一時は交流が途絶えるかに見えたシュウとキャサリン。
キャサリンのコメントを消さなくなっていたシュウこと秀一郎
そして秀一郎のブログにコメントを書くことが嬉しくて仕方ない
キャサリンこと幸子。
しかし、秀一郎と幸子は以前のようにいかない。
なぜなら見合いをしたので答えを出して二人の関係をはっきり
させなければいけなかったからである。
「幸子あんたこの前やった見合い、返事どうするの?」
「いい加減返事しないと・・・・・」
見合い担当の松宮祥子から再三に渡り返事を聞かれていた
母親の広瀬芳江はいつまでも答えを出さない幸子にしびれを
切らせ娘 幸子のマンションまで来ていた。
見合いをした日からすでに2週間が経過していた。
幸子は迷っていた、確かにブログ友のシュウは自分にとって
特別な存在であると気づきはしたし好きだった。
収入の低い秀一郎だから迷っていたのではなく幸子は彼の
一部しか知らない、もっと彼のことが知りたいと考えていた。
20代の時ならば何も考えずに飛び込んでいけたかもしれない
だが30代の幸子は企業家でもあった。
「何を悩んでるの?答えはイエスかノーのふたつしかないの」
母 芳江は言った。
「う~~ん、そうなんだけど。彼のことをもっと知りたいし」
短い時間の中で答えを出すのが見合いである。
しかし幸子はその時間内で答えを出すことが出来ない。
そこで迷っていたのだ
「ねぇ幸子、知らなかったらつきあって知ればいいじゃない」
「え?つきあってみてからでいいの?」
わが娘ながらオクテで実行力に欠ける幸子に苛立ちを覚える
母。
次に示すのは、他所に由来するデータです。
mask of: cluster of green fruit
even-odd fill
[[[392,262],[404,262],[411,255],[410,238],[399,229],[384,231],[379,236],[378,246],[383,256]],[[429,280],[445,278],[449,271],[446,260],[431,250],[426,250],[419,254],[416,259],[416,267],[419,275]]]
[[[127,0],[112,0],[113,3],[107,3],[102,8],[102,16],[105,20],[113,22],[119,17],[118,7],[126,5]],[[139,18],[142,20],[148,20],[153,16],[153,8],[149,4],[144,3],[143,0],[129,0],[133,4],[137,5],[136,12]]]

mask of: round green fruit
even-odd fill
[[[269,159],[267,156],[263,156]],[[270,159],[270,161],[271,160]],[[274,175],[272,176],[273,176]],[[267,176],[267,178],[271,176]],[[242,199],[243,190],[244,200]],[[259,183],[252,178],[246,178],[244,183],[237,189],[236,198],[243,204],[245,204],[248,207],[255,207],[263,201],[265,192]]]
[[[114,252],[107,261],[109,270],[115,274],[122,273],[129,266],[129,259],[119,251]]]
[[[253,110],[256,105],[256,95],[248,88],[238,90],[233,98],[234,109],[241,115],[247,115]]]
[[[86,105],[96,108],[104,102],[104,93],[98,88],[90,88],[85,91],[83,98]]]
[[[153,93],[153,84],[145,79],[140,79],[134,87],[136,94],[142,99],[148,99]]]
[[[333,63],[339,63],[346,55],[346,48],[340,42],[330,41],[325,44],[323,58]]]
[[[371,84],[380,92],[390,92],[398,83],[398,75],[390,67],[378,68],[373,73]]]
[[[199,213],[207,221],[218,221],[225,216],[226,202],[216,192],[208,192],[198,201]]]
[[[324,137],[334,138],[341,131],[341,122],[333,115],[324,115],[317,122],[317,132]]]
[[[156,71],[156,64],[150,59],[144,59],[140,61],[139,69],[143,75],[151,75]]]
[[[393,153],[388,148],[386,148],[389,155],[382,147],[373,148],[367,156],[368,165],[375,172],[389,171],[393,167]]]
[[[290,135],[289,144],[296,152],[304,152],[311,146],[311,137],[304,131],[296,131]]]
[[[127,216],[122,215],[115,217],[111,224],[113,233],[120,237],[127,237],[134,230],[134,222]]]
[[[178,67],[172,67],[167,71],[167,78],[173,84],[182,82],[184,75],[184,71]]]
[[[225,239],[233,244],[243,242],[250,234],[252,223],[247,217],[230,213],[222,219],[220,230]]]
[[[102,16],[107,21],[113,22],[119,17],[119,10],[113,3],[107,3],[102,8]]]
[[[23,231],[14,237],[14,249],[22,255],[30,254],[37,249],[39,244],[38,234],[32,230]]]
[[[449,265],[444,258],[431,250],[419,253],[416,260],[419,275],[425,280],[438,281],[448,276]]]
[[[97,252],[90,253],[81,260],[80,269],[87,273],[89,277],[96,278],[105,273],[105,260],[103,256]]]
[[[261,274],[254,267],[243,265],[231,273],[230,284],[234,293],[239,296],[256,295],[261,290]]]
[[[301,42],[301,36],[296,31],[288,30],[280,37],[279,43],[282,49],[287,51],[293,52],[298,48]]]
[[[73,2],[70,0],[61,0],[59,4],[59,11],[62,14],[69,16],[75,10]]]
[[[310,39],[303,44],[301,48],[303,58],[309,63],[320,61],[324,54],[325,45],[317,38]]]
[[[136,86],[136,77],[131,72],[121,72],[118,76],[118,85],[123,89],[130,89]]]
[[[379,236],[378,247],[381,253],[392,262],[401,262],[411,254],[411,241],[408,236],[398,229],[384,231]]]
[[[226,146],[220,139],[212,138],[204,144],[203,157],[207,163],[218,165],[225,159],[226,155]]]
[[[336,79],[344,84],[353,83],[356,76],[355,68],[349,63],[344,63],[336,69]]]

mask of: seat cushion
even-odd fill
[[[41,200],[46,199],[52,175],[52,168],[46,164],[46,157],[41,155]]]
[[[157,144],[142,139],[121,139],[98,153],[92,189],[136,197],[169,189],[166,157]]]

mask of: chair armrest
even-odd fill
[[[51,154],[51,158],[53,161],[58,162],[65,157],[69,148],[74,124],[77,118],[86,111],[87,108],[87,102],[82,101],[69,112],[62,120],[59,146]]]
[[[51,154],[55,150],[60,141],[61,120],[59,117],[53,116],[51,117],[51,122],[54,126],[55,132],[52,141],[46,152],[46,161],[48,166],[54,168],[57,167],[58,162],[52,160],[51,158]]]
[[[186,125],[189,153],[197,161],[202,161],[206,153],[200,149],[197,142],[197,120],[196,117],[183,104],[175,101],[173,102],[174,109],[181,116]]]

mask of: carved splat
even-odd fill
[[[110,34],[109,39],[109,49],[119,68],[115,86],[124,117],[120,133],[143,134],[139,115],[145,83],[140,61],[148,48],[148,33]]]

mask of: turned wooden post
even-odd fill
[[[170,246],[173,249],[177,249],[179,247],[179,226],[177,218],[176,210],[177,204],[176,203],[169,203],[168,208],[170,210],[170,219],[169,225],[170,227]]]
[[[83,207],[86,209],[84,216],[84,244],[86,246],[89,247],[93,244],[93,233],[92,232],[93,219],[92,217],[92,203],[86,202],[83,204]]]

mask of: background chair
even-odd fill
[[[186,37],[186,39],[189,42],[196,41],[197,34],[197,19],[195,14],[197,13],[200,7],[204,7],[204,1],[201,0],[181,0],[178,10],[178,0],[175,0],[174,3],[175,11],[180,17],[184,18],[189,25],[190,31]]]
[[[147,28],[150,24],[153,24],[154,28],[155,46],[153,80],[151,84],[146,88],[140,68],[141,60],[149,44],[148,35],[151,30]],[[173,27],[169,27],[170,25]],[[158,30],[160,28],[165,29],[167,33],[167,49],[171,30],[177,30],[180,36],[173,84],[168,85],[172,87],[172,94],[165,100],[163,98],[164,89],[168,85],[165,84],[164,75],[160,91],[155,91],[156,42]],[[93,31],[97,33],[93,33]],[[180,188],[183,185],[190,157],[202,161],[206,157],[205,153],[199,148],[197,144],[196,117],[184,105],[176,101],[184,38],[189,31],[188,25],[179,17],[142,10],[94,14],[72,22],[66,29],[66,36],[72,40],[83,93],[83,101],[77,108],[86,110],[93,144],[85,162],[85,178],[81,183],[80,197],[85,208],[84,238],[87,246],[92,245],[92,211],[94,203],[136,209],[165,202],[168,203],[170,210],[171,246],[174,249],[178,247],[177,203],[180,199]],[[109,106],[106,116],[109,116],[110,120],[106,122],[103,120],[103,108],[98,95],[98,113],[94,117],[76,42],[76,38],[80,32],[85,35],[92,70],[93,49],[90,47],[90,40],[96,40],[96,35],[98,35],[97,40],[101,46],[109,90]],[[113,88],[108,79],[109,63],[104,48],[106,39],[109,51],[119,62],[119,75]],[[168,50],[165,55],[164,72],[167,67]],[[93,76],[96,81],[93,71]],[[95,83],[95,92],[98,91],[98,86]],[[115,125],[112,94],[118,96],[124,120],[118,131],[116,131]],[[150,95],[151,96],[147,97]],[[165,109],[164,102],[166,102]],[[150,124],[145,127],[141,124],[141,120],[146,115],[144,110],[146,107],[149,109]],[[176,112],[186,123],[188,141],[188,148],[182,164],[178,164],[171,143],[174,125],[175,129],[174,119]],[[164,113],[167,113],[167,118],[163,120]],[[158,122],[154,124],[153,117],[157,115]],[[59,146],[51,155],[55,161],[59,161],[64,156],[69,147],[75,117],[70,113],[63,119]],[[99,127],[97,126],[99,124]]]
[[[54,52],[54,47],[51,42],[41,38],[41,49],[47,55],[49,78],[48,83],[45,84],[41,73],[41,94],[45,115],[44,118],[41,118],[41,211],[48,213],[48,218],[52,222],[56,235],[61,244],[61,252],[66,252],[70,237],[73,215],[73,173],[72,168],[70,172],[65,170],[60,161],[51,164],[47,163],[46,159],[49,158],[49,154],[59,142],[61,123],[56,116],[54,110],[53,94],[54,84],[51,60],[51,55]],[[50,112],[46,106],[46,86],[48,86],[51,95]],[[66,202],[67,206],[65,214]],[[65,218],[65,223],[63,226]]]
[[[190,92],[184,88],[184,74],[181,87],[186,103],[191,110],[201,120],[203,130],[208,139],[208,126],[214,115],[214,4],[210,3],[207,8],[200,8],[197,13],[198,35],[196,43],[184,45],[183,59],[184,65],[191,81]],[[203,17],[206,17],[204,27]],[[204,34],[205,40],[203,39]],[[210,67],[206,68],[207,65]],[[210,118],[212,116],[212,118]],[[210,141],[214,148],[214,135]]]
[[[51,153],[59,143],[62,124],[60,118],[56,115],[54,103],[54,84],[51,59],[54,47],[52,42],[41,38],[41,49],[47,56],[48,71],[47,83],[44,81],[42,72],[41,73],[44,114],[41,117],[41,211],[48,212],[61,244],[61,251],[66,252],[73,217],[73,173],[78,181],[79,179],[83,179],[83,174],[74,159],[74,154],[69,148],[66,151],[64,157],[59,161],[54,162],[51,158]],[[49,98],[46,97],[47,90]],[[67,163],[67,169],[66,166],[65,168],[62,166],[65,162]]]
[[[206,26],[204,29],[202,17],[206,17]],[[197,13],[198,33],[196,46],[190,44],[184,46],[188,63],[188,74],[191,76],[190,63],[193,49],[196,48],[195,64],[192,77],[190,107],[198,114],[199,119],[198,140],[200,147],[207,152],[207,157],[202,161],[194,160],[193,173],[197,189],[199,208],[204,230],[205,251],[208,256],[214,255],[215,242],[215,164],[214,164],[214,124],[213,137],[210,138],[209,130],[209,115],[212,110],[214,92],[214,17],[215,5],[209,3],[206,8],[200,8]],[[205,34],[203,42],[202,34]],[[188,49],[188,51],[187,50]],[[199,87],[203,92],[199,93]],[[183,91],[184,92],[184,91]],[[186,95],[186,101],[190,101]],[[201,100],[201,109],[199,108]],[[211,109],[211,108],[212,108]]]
秀一郎の携帯電話番号も知っていながらなぜ会った事
がないと考えたからである。
「彼に会ってきなさい!一日だけ猶予を与えるから」
「一日だけじゃ無理だよ~~」
大体見合いというものは一日で決断するのが常識なのに
もう一日足して合計2日そこまで母は譲歩した、それなのに
天然ボケのきつい娘は幸子は無理だという。
「じゃいいことを教えましょう、以前韓国ドラマで見たんだけど」
「わたし・・・・・韓国ドラマって見たことないし。」
「いいから黙って聞きなさい!!!」
「でドラマで男性が意中の女性に一日だけ時間をくださいと
言ったのだけどね、どうしたと思う?」
「朝8時から夕方5時までかしら」
「それは会社の就業規則だ!!」
陳腐な答えしか考えつくことが出来ない娘を情けなく思う母
”よくそんな考えしか浮かばないのにデザインの仕事できるな”
と思いもしたが話を続ける。
「そして男性は夜中の0時に迎えに行くと言い残し女性と
別れた。女性はなんでそんな時間にと思っていたけど
約束したから深夜0時に自宅で待っていたんだよ」
「デートしてると楽しくて時間はあっという間、気づいたら
夜10時だった。だがまだデートは終わらない!だって
深夜0時になるまで一日じゃないから」
「ほうそんな考え方もあるんだね。わたしには無理だ・・・」
”まったく、、この娘は”
”人がせっかくアイデアを教えてあげたというのに”
母の芳江は娘 幸子が暇があれば部屋でゴロゴロするのが
好きな「丸太女」だということをすっかり忘れていたのだ。
「とにかく一日だけ彼と過ごしなさい!先方にはそのように
伝えるから、そして返事は絶対に答えて貰う。」
「わかりました~~」
数日後、幸子はマンションの外で誰かを待っていた。
そこに車が止まりドアをあけて出てきたのは秀一郎、街灯だけ
が照らす道路は静まり返る、時刻は0時だった。